What would the process be like? Well, try calling your local SSA field office to find out. The SSA worker rep reported that 50% of those calls aren’t answered because field offices are too busy. Calls to the SSA’s national 800-number don’t go through 25% of the time.

It’s not just a phone problem. The agency currently has a backlog of 752,000 on disability rulings. That’s three quarters of a million people who aren’t getting an answer from SSA. It takes 530 days – a little under a year and a half – to get a disability ruling out of SSA.

In my paper, I wrote about the experience American workers would get at the Social Security offices when they went to clear up their tentative nonconfirmations:

Disputes of tentative nonconfirmations would not happen in lushly carpeted offices with marble columns, hot coffee, and friendly, attentive staff. The experience of American workers when they sought permission to work would be much more like their trips to the nation’s departments of motor vehicles, post offices, and dentists—long lines, unfriendly service, and painful procedures.

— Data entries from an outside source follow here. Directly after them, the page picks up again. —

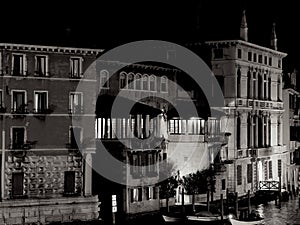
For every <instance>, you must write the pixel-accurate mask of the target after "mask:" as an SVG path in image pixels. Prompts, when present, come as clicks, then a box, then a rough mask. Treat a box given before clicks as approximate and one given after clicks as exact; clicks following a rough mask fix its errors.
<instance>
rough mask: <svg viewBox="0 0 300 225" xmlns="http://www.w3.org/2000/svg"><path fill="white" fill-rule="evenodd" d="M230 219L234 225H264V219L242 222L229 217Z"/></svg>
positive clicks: (231, 217) (228, 218) (228, 217)
mask: <svg viewBox="0 0 300 225" xmlns="http://www.w3.org/2000/svg"><path fill="white" fill-rule="evenodd" d="M228 219H229V222H230V223H231V224H232V225H258V224H264V219H263V218H261V219H260V220H252V221H250V220H249V221H242V220H237V219H234V218H233V217H232V216H229V217H228Z"/></svg>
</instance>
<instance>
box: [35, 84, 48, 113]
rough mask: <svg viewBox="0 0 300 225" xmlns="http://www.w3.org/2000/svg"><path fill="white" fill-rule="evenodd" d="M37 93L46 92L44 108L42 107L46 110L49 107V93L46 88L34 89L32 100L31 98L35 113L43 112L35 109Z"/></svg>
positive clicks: (36, 107)
mask: <svg viewBox="0 0 300 225" xmlns="http://www.w3.org/2000/svg"><path fill="white" fill-rule="evenodd" d="M37 93H46V108H45V109H43V110H44V111H45V110H48V109H49V93H48V91H47V90H34V91H33V96H34V100H33V103H34V112H35V113H43V110H39V111H38V110H37V107H36V106H37V102H36V97H35V95H36V94H37Z"/></svg>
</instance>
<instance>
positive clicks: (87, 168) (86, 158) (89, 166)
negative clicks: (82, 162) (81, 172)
mask: <svg viewBox="0 0 300 225" xmlns="http://www.w3.org/2000/svg"><path fill="white" fill-rule="evenodd" d="M84 195H85V196H90V195H92V154H91V153H87V154H86V155H85V160H84Z"/></svg>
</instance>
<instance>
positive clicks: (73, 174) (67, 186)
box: [64, 171, 75, 194]
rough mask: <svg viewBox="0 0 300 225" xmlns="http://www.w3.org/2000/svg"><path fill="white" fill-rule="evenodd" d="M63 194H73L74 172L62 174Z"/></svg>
mask: <svg viewBox="0 0 300 225" xmlns="http://www.w3.org/2000/svg"><path fill="white" fill-rule="evenodd" d="M64 175H65V177H64V193H65V194H74V193H75V171H65V173H64Z"/></svg>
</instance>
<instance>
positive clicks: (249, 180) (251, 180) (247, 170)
mask: <svg viewBox="0 0 300 225" xmlns="http://www.w3.org/2000/svg"><path fill="white" fill-rule="evenodd" d="M252 171H253V169H252V164H247V183H248V184H250V183H252V179H253V178H252V176H253V175H252Z"/></svg>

The SSA union rep assures me that SSA workers are friendly. Any perception of unfriendliness is due to overwork. Fair enough; I may have been slapdash in my writing about SSA employees. But a national electronic employment eligibility verification system would result in 3.6 million new visits to these folks, overworking them and eroding their courtesy even more. These visits, and administering tentative nonconfirmations at SSA, would cost $1 billion, according to the union rep.

Of course, an SSA employee union rep would happily take the money and add workforce to do whatever Congress wants. My preference is to save the money. Enforcement of our abnormally restrictive immigration law causes us to spend taxpayer money on undermining the productive economy. That shouldn’t make sense to anyone.